Why CFOs are embracing Cloud, BU, CPM and ERP

18th August 2015

FSN writer Lesley Meall explores some of the details behind increased CFO acceptance of cloud-based software






Ask cloud software developers and industry analysts why business uptake of public cloud software is increasing and you may end up with a very long list. Data access from anywhere at anytime, closer to real time and more accurate financial analysis, better supply chain visibility and control, dwindling support for legacy systems, operational agility, less training required, and the scalability to match business growth are all popular. Then there are the ‘harder’ financial benefits, such as an end to costly software upgrades, reduced hardware and infrastructure costs, lower opportunity costs for access to mobile/social technology innovations, and reductions in the cost of implementations and administration. But what is behind the growing CFO acceptance of ‘on demand’ cloud-based software and services? 

The changing roles of CFOs may be contributing. The Accenture report The CFO as architect of business value found finance chiefs increasingly accepting and exploiting digital technologies: with  85% of companies investing in cloud computing or ‘software as a service’, 82% in big data and analytics, and 65% in mobile. The Gartner Financial Executives International CFO Technology Study offers  insights into the transition roadmap and highlights increased use of cloud for budgeting/planning/forecasting, consolidation, and corporate/enterprise performance management (CPM/EPM). The Empowering Modern Finance study, conducted by Longitude Research, found that around two-thirds of executives have or are planning to adopt cloud-based systems for core financials and/or performance management. 

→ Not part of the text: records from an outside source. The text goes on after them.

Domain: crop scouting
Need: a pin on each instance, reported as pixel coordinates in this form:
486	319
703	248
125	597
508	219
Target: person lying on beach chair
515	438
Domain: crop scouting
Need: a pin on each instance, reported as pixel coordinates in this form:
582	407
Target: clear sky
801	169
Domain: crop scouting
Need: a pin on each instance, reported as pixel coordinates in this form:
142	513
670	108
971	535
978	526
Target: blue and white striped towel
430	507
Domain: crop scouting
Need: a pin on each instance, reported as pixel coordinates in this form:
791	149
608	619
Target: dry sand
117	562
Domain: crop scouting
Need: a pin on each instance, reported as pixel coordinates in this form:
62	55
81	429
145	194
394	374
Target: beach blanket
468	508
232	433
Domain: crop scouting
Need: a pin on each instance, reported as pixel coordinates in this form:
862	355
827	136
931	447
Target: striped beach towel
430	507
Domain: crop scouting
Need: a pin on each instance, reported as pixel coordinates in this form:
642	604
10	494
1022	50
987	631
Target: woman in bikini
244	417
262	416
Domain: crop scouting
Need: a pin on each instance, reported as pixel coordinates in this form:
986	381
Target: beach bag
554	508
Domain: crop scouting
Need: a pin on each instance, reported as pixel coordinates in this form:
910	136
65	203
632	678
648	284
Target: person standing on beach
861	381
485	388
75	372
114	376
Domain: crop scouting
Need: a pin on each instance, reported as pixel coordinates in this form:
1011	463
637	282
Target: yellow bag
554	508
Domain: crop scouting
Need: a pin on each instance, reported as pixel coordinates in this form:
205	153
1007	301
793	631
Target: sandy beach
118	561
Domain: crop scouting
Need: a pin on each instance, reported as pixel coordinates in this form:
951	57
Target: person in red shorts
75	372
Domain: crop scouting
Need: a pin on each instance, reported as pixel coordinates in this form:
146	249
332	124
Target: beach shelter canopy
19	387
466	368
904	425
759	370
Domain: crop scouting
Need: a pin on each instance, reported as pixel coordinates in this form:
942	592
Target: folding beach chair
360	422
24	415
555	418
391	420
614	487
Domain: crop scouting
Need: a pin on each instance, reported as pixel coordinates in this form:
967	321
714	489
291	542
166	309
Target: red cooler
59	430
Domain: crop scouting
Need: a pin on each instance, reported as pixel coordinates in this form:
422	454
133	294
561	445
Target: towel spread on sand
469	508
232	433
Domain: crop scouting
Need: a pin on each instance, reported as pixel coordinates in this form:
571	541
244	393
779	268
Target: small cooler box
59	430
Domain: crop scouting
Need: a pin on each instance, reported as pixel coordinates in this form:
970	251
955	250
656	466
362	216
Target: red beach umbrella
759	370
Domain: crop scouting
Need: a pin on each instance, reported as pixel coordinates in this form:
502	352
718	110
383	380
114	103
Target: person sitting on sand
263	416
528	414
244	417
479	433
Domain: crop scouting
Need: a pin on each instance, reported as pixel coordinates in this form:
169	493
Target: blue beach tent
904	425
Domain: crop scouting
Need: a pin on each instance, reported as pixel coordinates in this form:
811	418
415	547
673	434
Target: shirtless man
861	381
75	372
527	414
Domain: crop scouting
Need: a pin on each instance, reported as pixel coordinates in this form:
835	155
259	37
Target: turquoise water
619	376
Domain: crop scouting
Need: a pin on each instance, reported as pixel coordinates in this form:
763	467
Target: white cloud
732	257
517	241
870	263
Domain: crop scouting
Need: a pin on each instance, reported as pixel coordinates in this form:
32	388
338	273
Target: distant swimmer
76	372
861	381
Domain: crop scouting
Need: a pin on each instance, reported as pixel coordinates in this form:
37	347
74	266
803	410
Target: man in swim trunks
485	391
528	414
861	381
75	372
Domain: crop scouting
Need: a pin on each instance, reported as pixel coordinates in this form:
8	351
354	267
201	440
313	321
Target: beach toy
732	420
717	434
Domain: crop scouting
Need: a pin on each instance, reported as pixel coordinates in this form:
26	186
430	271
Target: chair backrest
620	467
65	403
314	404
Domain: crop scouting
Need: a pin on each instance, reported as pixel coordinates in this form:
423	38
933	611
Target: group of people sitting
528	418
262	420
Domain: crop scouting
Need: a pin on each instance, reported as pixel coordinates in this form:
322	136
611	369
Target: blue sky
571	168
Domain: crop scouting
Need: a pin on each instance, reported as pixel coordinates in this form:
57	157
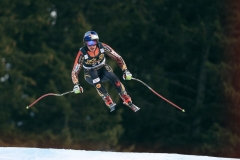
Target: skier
92	58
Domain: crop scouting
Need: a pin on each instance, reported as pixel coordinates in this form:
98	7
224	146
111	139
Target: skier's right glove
77	88
127	75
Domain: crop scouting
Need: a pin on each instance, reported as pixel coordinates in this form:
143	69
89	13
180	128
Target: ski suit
96	70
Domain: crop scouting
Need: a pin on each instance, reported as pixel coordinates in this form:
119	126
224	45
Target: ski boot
128	102
108	101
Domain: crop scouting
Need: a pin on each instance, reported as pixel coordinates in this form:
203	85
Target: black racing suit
96	70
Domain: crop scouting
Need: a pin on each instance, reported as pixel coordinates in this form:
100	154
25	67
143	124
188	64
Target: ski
132	106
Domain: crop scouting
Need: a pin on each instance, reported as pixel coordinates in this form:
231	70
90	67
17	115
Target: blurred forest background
188	51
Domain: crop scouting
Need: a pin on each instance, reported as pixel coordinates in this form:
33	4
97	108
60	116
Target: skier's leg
92	77
108	73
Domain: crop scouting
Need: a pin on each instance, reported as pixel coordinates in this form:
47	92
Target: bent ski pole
159	94
48	94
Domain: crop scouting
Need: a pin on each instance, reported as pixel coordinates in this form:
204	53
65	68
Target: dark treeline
185	50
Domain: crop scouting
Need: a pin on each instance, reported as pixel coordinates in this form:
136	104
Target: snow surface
16	153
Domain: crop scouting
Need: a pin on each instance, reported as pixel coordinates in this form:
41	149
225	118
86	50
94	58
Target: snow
17	153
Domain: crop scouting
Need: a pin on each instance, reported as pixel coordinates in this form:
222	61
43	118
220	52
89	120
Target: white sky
15	153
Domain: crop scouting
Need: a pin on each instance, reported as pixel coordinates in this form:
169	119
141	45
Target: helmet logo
92	36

Many CPM/EMP providers are cloud natives that have emerged during the 21st century. However, their popularity and the spreading acceptance of cloud (even among CFOs) has prompted traditional vendors such as Oracle and Tagetik (with long histories in on-premise CPM and business intelligence; BI) to also offer ‘on-demand’ cloud deployments  – with some success. For example, during Q2 of FY 2015 Oracle gained 250 new customers for the Oracle ERP Cloud and the Oracle EPM cloud – and 150 of them were ‘net new’ and replacing their legacy solutions. “This growth reflects the investment we’ve made to build solutions that work together seamlessly in the cloud and that anticipate the needs of CFOs,” says Rondy Ng, senior vice president of application development at Oracle. 

BI and CPM specialist Tagetik announced record results for 2014, including 35% growth in revenue, 36% growth in cloud revenue and 115 new customers globally. Growing CFO acceptance of cloud helped Tagetik to plan for ‘significant global growth’ over the next year – and to refresh its corporate identity and logo. “It is important that our corporate identity conveys our passion and dedication to customer success and reflects what we do best: address the challenges and needs of modern finance organisations so that they can streamline processes, reduce risk and deliver tactical and strategic results,” says Manuel Vellutini, co-chief executive of Tagetik. The Italian heritage-inspired tagline ‘Performance with passion’ has been replaced with ‘We get finance. You get results’. 

The devil is in the detail. So what reasons do CFOs - who have or are in the process of implementing cloud-based systems for ERP or CPM/EPM - give for their leap into the cloud? Elaine Kitagawa, the CFO of the online learning company Lynda.com, which recently replaced its legacy systems with a cloud ERP says: “We are growing quickly and expanding internationally. Functionality and scalability were major factors in our decision.” Lynda.com also wanted an integrated cloud solution with a strong, cohesive and complete set of features, and it wanted to get that solution from a provider that understands the needs of fast-growing companies. “We selected Oracle for its superior analytics and reporting, and completeness of its offerings for our finance organisation,” says the CFO. 

The Australian day-hospitals group Nexus had a different set of reasons. It needed a post-acquisition CPM that could produce monthly management reports using models developed during due diligence. “Our hospitals all use different operational and financial applications, so I needed software that could very easily collect data from multiple systems, then consolidate and produce highly formatted reports,” says Steven Evans, Nexus CFO. Implementation speed was also a factor. “We ended up going live using the proof of concept model created for our executive and board reporting,” he says. Because Tagetik is available in the cloud, ‘go live’ was almost immediate, despite zero IT involvement. “The fact that the system works through Microsoft Excel enabled me to begin using it with virtually no training,” adds Evans. 

Of course, some CFOs will have other reasons for taking the public cloud route; some will choose different software developers as their companions on the journey. Just as some will have their own particular set of reasons for taking the (in-house or managed service) road to the ‘private cloud’, or opting for a mixed public cloud and private cloud hybrid. Earlier FSN articles have highlighted other perceived barriers to public cloud including (but not restricted to): concerns about levels of ‘integration’ between cloud applications and the associated data, hidden costs, lack of control, security and privacy fears, and technology assets that are not even approaching the end of their ‘useful life’. Acceptance of cloud may be growing among CFOs, but so is their awareness that cloud does not offer a ‘one size fits all’ solution.